China ginger is not imported in a dried state, the rhizomes being too tender and succulent to thoroly dry for export. It is preserved or candied. For preserving, the rhizomes are first scalded, then washed in cold water and peeled, then boiled in pans for 2 or 3 hours; then transferred to copper pans and boiled for 2 hours in a mixture of sugar and water—just sufficient water to cover the roots, 5 lbs. of sugar to 10 lbs. of ginger, the roots having been pierced with a sharp instrument to enable the sugar to soak into them. After boiling the ginger is put into large jars and stands for several days, when it is again boiled in sugar and water in the same quantities. After it has become cold it is packed in jars or tins for export. To crystallize, the same process is gone thru, only in the final boiling it is boiled until the sugar become dry.
The Chinese season for preserving ginger is from July to October. It is nearly all prepared in Canton and Hongkong. A kind known as Ng Mai Keunig is preserved in Swaton, from Alpina galanga, but it is not like the Canton or Hankou ginger and is only made for native consumption, to be used medicinally or for cooking. Some of it goes to the Straits Settlement, but none to Hongkong. Jamaica preserved ginger is mostly put up in glass bottles. The uses of ginger are too well known to need repeating.
MUSTARD
Well Known to the Ancients, but More in a Medicinal Way—How Cultivated and Prepared for Commercial Uses
Mustard was well known to the ancients, but more in a medicinal way than dietetic. From an edict of Diocletian, 30 A. D., in which it is mentioned along with alimentary substances, we must suppose it was then regarded as a condiment, at least in the eastern parts of the Roman empire. In Europe, during the middle ages, mustard was a valued accompaniment to food, especially with the salted meats which constituted a large portion of the diet of our ancestors during the winter. In the Welsh “Meddygon Myddrai” of the 13th century, a paragraph is devoted to the “Virtues of Mustard.” In household accounts of the 13th and 14th centuries, mustard is of constant occurrence; it was then cultivated in England, but not extensively. The price of the seed between 1285 and 1340 varied from 1s 3d to 6s 8d per quarter (21 lbs.), but between 1347 and 1376 it was as high as 15s and 16s. In the accounts of the Abbey of St. Germain des Pres in Paris, 800 A. D., mustard is specially mentioned as a regular part of the revenue of the convent lands.
The essential oil of mustard was first noticed in 1660 by Nicolas le Febre and more distinctly in 1732 by Boerharroe.
The word mustard comes from the Italian, murtard, which is derived from the Latin must-um, unfermented grape juice, with which the Italians formerly mixed ground mustard. The Athenians called it napy; while the Hellenistic name was sinapi, or sinapy, whence the Latin sinapi, or sinapis, from which is derived the German word senf. Hippocrates used mustard in medicine under the name of Vanuit. The dark seed, which comes from Trieste, Austria, is called Trieste mustard. Spoken of by Theophnastus, Galin and others. What is called French mustard, German mustard, etc., is made of the dressings mixed with vinegar, garlic and other spices and flavoring musterial. The form in which table mustard is now sold dates from 1720, about which time Mrs.
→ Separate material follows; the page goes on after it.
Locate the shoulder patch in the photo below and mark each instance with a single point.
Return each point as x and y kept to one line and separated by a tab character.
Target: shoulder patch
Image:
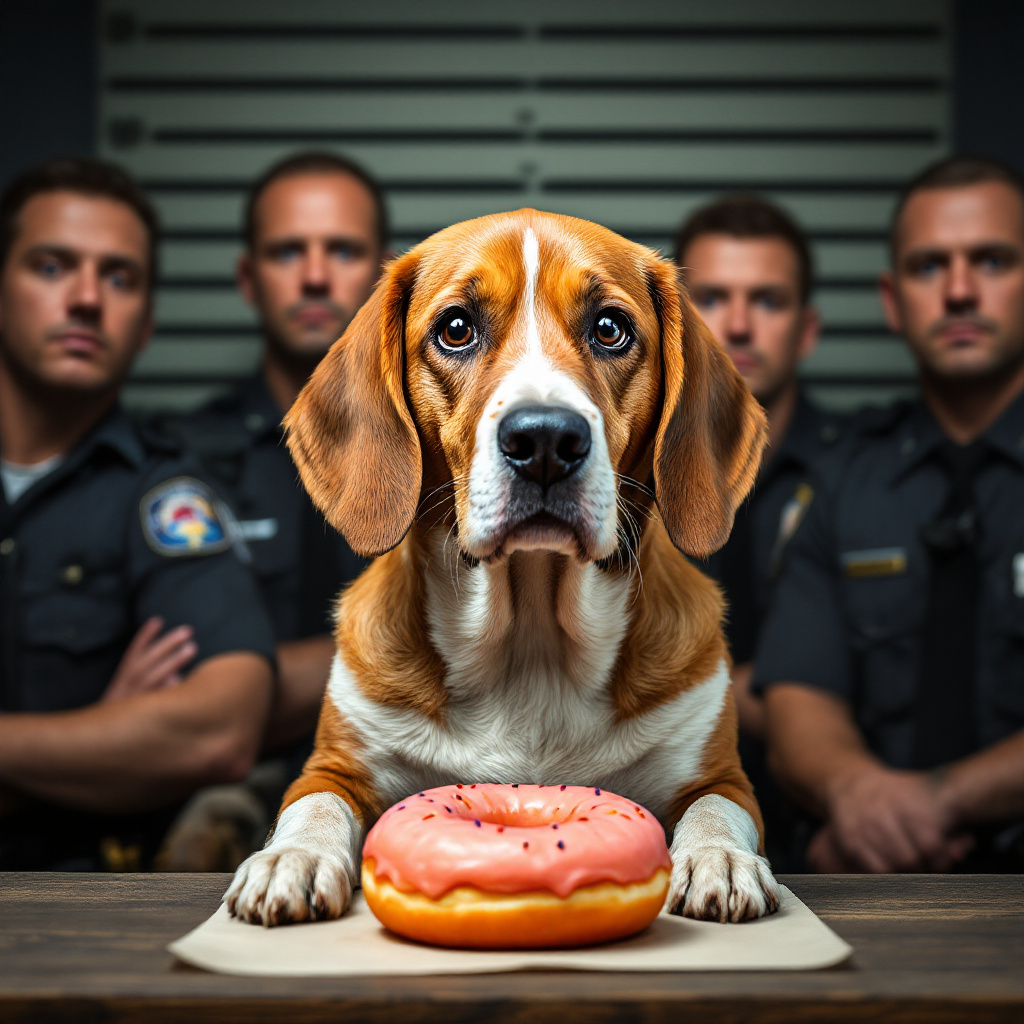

Clements, of Durham, Eng., hit on the idea of grinding the seed in a mill and sifting the flour from the husk. This bright yellow farina rapidly attained wide popularity. The fame of “Durham Mustard” was spread far and wide, Mrs. Clements traveling to London and principal cities twice a year taking orders.
There are two species of mustard plants from which ground mustard is made. The sinapes alba, white or yellow mustard, and sinapes nigra, brown or black mustard, is the mustard plant spoken of in Luke XIII, 19. They are annual herbs, three to 6 ft. high, with lyrate leaves, yellow flowers, and slender pods, from one to four inches long, containing a single row of roundish seeds.
One of the peculiarities incident to the cultivation of mustard is the fact that two crops of mustard cannot be raised on the same ground in succession. Another variety is sinapes arvenus, or wild mustard, called charlock and used for adulterating; the Sarepta, the black seed of the sinapes juncea, from the East Indies, is used for the same purpose. Sarepta is called from a city of that name in Russia, in the government of Saratov.
The brown or black variety is sown in January and the yellow or white in March, the seed being sown broadcast and harvested in August. A reaper is used, cutting the stalks and throwing them in bunches, where they are left to cure until October. They are now thoroly dry and are taken to a convenient place, spread out upon sheets of canvas and rolled with a heavy roller. The stalks and empty pods are then raked off, and the chaff and seeds remaining are run thru a fanning machine, after which process they are ready to sack and market.